Speaker
Description
The surge in data volumes from large scientific collaborations, like the Large Hadron Collider (LHC), poses challenges and opportunities for High Energy Physics (HEP). With annual data projected to grow thirty-fold by 2028, efficient data management is paramount. The HEP community heavily relies on wide-area networks for global data distribution, often resulting in redundant long-distance transfers. This work studies how regional data caches [1] mitigate network congestion and enhance application performance, using millions of access records from regional caches in Southern California, Chicago, and Boston, serving the LHC’s CMS experiment [2]. Our analysis demonstrates the potential of in-network caching to revolutionize large-scale scientific data dissemination.
We analyzed the cache utilization trends, see examples in Figure 1, and identified distinct patterns from the three deployments. Our exploration further employed machine learning models for predicting data access patterns within regional data caches. These findings offer insights crucial for resource usage estimation, including storage cache and network requirements, and can inform improvements in application workflow performance within regional data cache systems. Figure 2 shows the sample prediction result of the hourly cache utilization for SoCal Cache. While the predictions capture volume spikes, they may not precisely match the heights.
Fig. 1(a). SoCal Cache (capacity 2PB) from June 2020 to Dec. 2023, with 29.48 million data access requests where 23.8PB were read from this cache (i.e., cache hits) and 11.8PB from remote locations (i.e., cache misses). On average, 66.9% of requested data was served from this cache.
Fig. 1(b). Chicago Cache (capacity 340TB) from Oct. 2022 to Dec. 2023, with 5.7 million data access requests where 11.0PB were read from this cache (i.e., hits) and 13.2PB from remote locations (i.e., misses). On average, 45.5% of the requested data was served from this cache.
Fig. 1(c). Boston Cache (capacity 170TB) from Aug. 2023 to Dec. 2023, with 27.7 million data access requests where 5.0PB were read from this cache (i.e., hits) and 76.0PB from remote locations (i.e., misses). On average, 6.1% of the requested data was served from this cache.
Fig. 1. Fraction (by data volume) of cache hits (blue) and cache misses (orange) every day for three different in-network cache installations
Fig. 2. Hourly cache hit volume from SoCal Cache, showing actual measurements (blue bars), training predictions (orange bars), and testing predictions (red bars).

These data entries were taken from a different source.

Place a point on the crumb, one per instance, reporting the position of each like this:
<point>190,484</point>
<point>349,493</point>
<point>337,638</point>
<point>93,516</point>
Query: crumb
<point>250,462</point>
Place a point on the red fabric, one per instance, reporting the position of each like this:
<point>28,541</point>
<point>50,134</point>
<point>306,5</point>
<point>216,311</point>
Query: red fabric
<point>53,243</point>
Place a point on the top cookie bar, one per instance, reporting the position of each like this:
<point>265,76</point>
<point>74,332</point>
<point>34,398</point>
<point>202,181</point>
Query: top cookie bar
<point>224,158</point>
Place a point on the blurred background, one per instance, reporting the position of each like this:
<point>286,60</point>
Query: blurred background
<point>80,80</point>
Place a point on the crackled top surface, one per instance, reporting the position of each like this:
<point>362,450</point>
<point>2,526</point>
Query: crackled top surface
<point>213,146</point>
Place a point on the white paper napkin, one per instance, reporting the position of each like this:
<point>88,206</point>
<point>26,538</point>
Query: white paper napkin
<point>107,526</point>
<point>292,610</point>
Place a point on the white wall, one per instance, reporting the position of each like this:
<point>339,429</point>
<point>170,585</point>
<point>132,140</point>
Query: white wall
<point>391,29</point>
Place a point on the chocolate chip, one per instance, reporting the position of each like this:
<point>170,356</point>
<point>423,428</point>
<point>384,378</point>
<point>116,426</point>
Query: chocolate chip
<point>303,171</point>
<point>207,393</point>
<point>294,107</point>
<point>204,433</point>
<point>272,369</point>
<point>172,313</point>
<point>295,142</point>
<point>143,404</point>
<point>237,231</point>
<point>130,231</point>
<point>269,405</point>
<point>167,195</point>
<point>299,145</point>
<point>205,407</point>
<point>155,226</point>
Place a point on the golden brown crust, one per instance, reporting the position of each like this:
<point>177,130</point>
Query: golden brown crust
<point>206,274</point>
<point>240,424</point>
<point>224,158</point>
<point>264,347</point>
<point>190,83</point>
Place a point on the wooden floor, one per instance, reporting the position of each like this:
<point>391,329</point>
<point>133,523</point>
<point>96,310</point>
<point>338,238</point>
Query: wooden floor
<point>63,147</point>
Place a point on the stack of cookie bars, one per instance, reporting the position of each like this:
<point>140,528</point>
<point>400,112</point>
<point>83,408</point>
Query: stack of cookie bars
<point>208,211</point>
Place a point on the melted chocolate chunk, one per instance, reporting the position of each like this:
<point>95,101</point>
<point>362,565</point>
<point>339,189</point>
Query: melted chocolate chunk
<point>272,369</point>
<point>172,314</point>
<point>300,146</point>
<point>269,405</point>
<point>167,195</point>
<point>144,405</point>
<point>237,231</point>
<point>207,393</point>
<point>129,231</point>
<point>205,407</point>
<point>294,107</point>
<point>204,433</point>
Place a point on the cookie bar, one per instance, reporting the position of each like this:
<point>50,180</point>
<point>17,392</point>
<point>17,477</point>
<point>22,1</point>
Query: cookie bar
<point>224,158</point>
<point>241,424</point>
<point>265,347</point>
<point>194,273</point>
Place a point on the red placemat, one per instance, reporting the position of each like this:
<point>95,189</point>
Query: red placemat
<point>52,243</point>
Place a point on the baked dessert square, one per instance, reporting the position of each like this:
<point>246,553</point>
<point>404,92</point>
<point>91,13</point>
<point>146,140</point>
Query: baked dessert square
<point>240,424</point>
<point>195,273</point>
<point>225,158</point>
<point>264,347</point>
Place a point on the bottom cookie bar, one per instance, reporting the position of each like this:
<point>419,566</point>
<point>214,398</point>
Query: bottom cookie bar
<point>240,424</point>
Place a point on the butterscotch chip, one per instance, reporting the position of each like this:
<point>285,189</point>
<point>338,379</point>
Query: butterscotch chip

In this study, we present a detailed analysis of cache utilization trends across the SoCal, Chicago, and Boston regional caches serving the LHC CMS experiment. Our investigation reveals distinct patterns in cache usage unique to each region, highlighting the need for tailored approaches in cache design. Our exploration of neural network models were demonstrated to provide accurate predictions of cache usage trends, these models could be used anticipate future needs for storage and network resources. By understanding and leveraging these insights, we could significantly enhance the efficiency of resource allocation and optimize application workflow performance.
REFERENCES
[1] E. Fajardo, D. Weitzel, M. Rynge, M. Zvada, J. Hicks, M. Selmeci, B. Lin, P. Paschos, B. Bockelman, A. Hanushevsky, F. W¨urthwein, and I. Sfiligoi, "Creating a content delivery network for general science on the internet backbone using XCaches," EPJ Web of Conferences, vol. 245, p. 04041, 2020. [Online]. Available: https://doi.org/10.1051/epjconf/202024504041
[2] C. Sim, K. Wu, A. Sim, I. Monga, C. Guok, D. Hazen, F. Wurthwein, D. Davila, H. Newman, and J. Balcas, "Predicting resource utilization trends with southern california petabyte scale cache," in 26th International Conference on Computing in High Energy & Nuclear Physics (CHEP2023), 2023.